This book is Work in Progress. I appreciate your feedback to make the book better.

Chapter 1 Data is everywhere

Data is ubiquitous in today's world and its importance is growing rapidly, especially in social science. With the increasing availability of data, researchers can gain insights into human behavior, social trends, and other important phenomena. The use of data analysis tools and techniques allows researchers to extract meaningful insights from the vast amounts of data that are being generated every day, and these insights can be used to inform policies, strategies, and decisions that impact society. It is therefore crucial for social scientists to have the skills and knowledge to effectively manage and analyze data.

1.1 Why we measure

Two true stories.

1.1.1 Women are having far fewer children.

Global fertility rate.

Figure 1.1: Global fertility rate.

Figure 1.1 shows the global total fertility rate according to Gapminder.3 There is a dramatic change in the number of babies per woman in the last 50 years. The maintenance of a stable human population requires that the mean number of children women should have by the completion of the fertile part of their life is 2.1.4

We cannot know this without measurement.
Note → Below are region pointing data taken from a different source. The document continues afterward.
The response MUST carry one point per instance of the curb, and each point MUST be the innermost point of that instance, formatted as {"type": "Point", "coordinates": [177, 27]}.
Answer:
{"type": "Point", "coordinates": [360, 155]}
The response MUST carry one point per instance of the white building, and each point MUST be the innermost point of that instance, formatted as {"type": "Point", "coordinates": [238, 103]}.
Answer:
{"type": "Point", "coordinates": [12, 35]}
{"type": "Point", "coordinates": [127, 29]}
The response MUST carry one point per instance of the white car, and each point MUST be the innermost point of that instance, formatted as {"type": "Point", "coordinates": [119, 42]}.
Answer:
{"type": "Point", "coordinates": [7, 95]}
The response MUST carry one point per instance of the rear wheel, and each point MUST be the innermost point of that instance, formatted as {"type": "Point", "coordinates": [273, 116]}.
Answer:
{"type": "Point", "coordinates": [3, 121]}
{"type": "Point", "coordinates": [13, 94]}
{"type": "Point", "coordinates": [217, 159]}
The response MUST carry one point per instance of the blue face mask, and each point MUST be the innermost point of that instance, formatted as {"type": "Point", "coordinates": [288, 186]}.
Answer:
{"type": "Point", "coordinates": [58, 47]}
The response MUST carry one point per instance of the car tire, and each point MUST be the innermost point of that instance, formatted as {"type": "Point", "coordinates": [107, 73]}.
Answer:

We may have an impression that families are smaller, but that could just be the people we know directly – and most of us know directly at most a couple of hundred households.5 We have to measure to know the big picture and we have to keep measuring to see how the picture is changing. Size matters. Change matters. Without measurement we can describe neither current condition nor the history of current condition.

1.1.2 Global surface temperature is rising.

Global temperature in the common era.

Figure 1.2: Global temperature in the common era.

The 2011–2020 decade warmed to an average 1.09 °C [0.95–1.20 °C] compared to the pre-industrial baseline (1850–1900). Figure 1.2 shows a global surface temperature reconstruction over the last 2000 years using proxy data from tree rings, corals, and ice cores in blue. Directly observed data is in red (Wikipedia contributors 2022).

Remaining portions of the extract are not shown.